TRIBUNNEWS.COM, GAZA - Temuan Organisasi Kesehatan Dunia (WHO) menemukan tingkat kekurangan gizi anak di Gaza utara sangat ekstrim yakni sekitar tiga kali lebih tinggi dibandingkan di wilayah selatan Palestina yang lebih banyak bantuan tersedia.
Richard Peeperkorn, perwakilan WHO untuk Gaza dan Tepi Barat, mengatakan satu dari enam anak di bawah usia dua tahun mengalami kekurangan gizi akut di Gaza utara.
“Ini terjadi pada bulan Januari. Jadi situasinya mungkin akan lebih buruk saat ini,” tambah Peeperkorn, merujuk pada saat data tersebut dicatat, Selasa dikutip Tribunnews dari Arabnews.com.
Juru bicara UNICEF James Elder mengatakan, tingginya tingkat kekurangan gizi pada anak-anak balita di Gaza utara dipicu terbatasnya akses bantuan sejak dimulainya perang antara Israel dan Hamas pada 7 Oktober.
Elder mengatakan, saat ada bantuan masuk maka akan menyelamatkan nyawa.
Baca juga: Yordania Merayu Minta Air, Israel Beri Syarat Jangan Galak-Galak Soal Perang Gaza dan Palestina
Setidaknya 15 anak telah meninggal selama beberapa hari terakhir karena kekurangan gizi dan dehidrasi di rumah sakit Kamal Adwan di Gaza utara, kata kementerian kesehatan di Gaza pada hari Minggu.

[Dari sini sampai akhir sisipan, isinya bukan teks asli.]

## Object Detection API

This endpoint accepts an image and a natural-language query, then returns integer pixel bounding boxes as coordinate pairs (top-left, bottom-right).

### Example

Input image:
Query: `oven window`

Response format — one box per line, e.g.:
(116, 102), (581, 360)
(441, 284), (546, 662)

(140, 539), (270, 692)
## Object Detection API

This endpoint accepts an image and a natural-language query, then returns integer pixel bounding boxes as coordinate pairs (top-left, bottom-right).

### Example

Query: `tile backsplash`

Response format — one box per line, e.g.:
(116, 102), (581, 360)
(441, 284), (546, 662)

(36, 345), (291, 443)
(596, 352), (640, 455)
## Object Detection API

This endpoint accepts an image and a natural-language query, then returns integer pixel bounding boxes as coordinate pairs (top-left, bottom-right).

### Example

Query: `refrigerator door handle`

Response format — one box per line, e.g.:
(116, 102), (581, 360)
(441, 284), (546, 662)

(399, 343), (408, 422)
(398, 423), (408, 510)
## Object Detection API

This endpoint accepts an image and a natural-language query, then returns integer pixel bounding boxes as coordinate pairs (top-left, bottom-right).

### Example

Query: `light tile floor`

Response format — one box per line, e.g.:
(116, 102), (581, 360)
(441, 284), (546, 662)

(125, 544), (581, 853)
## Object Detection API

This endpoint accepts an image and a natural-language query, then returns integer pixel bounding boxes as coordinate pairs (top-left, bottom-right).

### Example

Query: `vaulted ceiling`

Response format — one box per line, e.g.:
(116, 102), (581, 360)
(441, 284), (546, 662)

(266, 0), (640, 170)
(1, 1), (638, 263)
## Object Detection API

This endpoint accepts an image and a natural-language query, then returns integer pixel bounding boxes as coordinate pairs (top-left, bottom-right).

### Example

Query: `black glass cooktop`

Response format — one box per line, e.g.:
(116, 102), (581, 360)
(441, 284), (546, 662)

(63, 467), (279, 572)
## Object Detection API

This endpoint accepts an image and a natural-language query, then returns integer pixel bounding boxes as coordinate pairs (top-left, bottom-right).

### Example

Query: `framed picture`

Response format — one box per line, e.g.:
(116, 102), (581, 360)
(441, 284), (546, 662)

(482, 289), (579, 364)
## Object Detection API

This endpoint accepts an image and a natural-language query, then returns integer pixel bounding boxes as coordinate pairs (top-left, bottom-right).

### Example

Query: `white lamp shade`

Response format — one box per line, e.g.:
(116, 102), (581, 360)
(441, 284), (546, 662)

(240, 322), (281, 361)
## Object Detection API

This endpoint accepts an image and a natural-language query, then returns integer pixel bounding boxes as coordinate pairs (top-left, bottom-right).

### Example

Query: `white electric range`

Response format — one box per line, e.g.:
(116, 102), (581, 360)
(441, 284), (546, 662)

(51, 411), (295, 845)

Seruan agar Israel berbuat lebih banyak untuk mengatasi krisis kemanusiaan semakin keras sejak kematian warga Palestina yang mengantre bantuan di Gaza bulan lalu.
Otoritas kesehatan Gaza mengatakan 118 orang tewas, menghubungkan kematian tersebut dengan tembakan Israel dan menyebutnya sebagai pembantaian.

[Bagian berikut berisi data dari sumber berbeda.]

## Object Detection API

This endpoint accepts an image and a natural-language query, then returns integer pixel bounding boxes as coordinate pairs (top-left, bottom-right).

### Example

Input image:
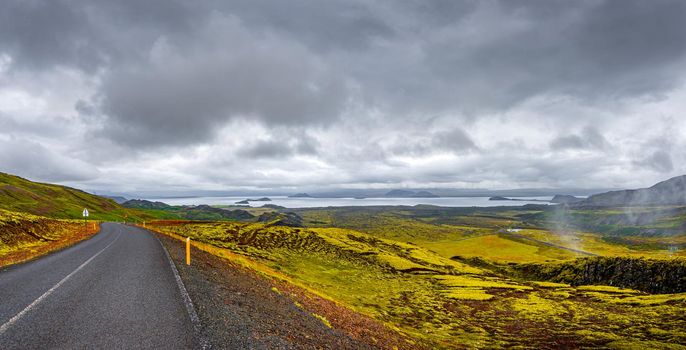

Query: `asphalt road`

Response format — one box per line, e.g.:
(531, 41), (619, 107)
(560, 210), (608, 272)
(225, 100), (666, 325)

(0, 223), (196, 349)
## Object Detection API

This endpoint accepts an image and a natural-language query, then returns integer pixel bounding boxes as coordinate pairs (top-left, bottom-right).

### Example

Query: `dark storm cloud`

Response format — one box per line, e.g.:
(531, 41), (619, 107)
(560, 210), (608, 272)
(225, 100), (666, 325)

(212, 0), (395, 51)
(0, 0), (200, 72)
(236, 131), (320, 159)
(0, 0), (98, 71)
(4, 0), (683, 144)
(95, 14), (348, 147)
(1, 0), (685, 191)
(6, 0), (686, 144)
(398, 0), (686, 114)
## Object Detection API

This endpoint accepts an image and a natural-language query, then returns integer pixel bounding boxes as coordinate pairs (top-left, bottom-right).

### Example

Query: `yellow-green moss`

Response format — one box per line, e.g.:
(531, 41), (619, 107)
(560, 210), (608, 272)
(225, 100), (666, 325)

(312, 313), (332, 328)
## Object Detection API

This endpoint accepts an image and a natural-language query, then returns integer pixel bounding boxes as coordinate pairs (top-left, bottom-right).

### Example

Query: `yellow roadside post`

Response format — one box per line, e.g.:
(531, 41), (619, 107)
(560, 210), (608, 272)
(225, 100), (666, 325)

(186, 237), (191, 265)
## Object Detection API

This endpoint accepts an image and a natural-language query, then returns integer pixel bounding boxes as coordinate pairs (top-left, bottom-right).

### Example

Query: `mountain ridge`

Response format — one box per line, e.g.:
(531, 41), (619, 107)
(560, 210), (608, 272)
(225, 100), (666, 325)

(575, 175), (686, 207)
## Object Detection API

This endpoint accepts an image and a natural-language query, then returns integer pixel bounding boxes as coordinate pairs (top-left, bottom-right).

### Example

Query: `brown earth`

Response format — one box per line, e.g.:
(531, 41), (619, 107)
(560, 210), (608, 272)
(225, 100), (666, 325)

(0, 220), (99, 268)
(154, 230), (422, 350)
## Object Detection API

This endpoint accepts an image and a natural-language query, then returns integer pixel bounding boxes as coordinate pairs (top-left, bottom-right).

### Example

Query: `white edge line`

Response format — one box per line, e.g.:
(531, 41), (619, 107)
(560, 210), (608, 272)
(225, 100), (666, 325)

(0, 231), (121, 335)
(151, 228), (210, 349)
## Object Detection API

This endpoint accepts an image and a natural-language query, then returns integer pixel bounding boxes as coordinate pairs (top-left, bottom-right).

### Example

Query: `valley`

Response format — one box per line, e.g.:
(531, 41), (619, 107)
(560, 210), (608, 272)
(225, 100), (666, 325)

(1, 173), (684, 349)
(143, 199), (686, 349)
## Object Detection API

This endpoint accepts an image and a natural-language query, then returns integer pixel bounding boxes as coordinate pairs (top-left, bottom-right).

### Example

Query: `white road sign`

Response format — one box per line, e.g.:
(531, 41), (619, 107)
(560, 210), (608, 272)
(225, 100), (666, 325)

(82, 208), (89, 217)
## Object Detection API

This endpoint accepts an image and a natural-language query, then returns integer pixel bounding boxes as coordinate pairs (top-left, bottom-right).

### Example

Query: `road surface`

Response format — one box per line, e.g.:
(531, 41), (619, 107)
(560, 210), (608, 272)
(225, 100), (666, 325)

(0, 223), (196, 349)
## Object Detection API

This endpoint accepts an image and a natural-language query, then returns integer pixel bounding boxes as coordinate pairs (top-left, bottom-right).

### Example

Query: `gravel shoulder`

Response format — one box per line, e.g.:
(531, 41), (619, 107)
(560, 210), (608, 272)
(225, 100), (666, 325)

(154, 231), (416, 350)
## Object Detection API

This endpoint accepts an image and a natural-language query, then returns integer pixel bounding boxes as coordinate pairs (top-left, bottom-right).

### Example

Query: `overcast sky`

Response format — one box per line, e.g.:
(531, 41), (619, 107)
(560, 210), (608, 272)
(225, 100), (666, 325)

Israel, yang mengatakan banyak orang terinjak atau terlindas, telah berjanji untuk menyelidikinya.
Selain kelaparan, ada peningkatan risiko penyakit menular, dengan sembilan dari 10 anak di bawah usia lima tahun atau sekitar 220.000 anak jatuh sakit selama beberapa minggu terakhir, menurut Elder.
“Hal ini menjadi spiral yang sangat kita takuti: penyakit menular, kekurangan makanan, kekurangan air bersih dan pemboman yang terus berlanjut dan masih ada diskusi mengenai serangan terhadap Rafah, yang merupakan kota anak-anak,” kata Elder kepada wartawan di Jenewa, mengacu pada tujuan Israel untuk membasmi batalion Hamas yang dikatakannya bersembunyi di sana.
“Rafah memiliki sekitar tiga perempat juta anak yang tinggal di sana,” kata Elder.
Israel bulan lalu mengintensifkan pemboman di Rafah, yang diperkirakan menampung sekitar 1,5 juta orang, sebagian besar dari mereka meninggalkan rumah mereka di wilayah utara untuk menghindari serangan militer Israel.
Kantor Koordinasi Urusan Kemanusiaan PBB mengatakan seperempat populasi atau sekitar 576.000 orang berada dalam tahap menuju kelaparan, hampir lima bulan setelah serangan Israel terhadap Gaza dimulai.